Government hand in hand with civil society for inclusive education

IKEA co-workers from Australia, the Netherlands and India travelled to the Philippines to see Save the Children’s inclusive education project called, Kasali, which literally means “to belong”. The Project works with the government of the Philippines to ensure inclusion of disabled children in mainstream education. Save the Children works closely with three government departments: the Department of Education, the National Council for Disability Affairs and the Department of Internal and Local Government.

Julia and Damien at the Department of Education- by Marielle Krijger
Julia and Damien at the Department of Education- by Marielle Krijger

Sustainability is one the major issues that IKEA Foundation-supported projects always keep at the forefront. For Save the Children, sustainability is the best way forward as they envisage a better world for all children, today and tomorrow.

This means: All children have rights - by Nayana Chowdhury
This means: All children have rights – by Nayana Chowdhury

The afternoon of the first day was spent in meeting the partners from the local government unit that Save the Children closely works with. The Regional Director of the Department of Education, National Capital Region, emphasised Save the Children’s cooperation in training teachers and ending structural barriers in integrating children with disabilities in regular schools. She also emphasised that poverty is a major disabling factor that comes as a barrier in continuing school even in so called “normal” children. She emphasised the need to engage parents in children’s education.

The Regional Director of Department of Internal and Local Government, National Capital Region, came across as a true champion of the Kasali project. He has helped the Save the Children team from the very beginning by issuing specific instructions to mayors in the areas where Save the Children is implementing its project. He also helped Save the Children get in touch with the barangay (village) chiefs. He mentioned that villages are mandated to earmark a certain portion of their earning for special education. He strongly hopes that this would ensure sustainability of the project’s objectives even beyond the project period.

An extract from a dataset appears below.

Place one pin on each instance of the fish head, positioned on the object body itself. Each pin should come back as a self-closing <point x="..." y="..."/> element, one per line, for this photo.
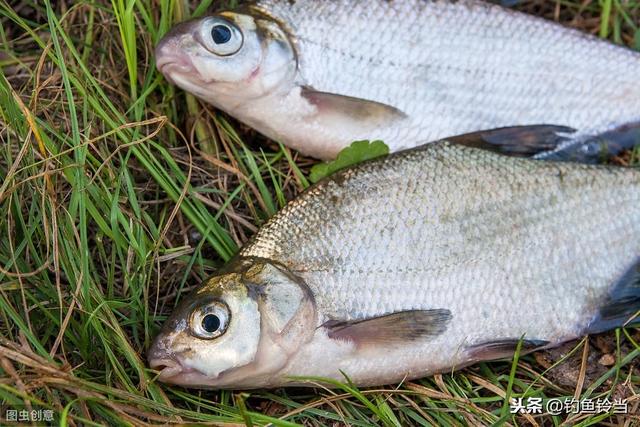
<point x="228" y="57"/>
<point x="237" y="330"/>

Our “ambassador” IKEA Teddy in talks with local government by Nayana Chowdhury
Our “ambassador” IKEA Teddy in talks with local government by Nayana Chowdhury

In the National Council of Disability Affairs (NCDA) we were made to feel at home quickly. It was very clear that Save the Children closely works with the council. NCDA is attached to the Ministry of Social Welfare but avoided the word welfare for itself as they believe in making the “rights a reality” for the disabled people. The NCDA involves itself in policy making for disabled through research and advocacy. They engage in capacity building of the existing government officials. Save the Children and NCDA are both in the technical committee of the national government to make inclusive education a reality. It was heartening to see the commitment of the government officials towards the cause.

The best part of the afternoon was to witness of the government’s openness in collaborating with the civil society to bring the best for the children of Philippines. In the morning, Save the Children’s Country Director, Ned Olney, pointed this as the major factor in success of various types of development interventions in the country. In the afternoon the IWitness team could witness that themselves.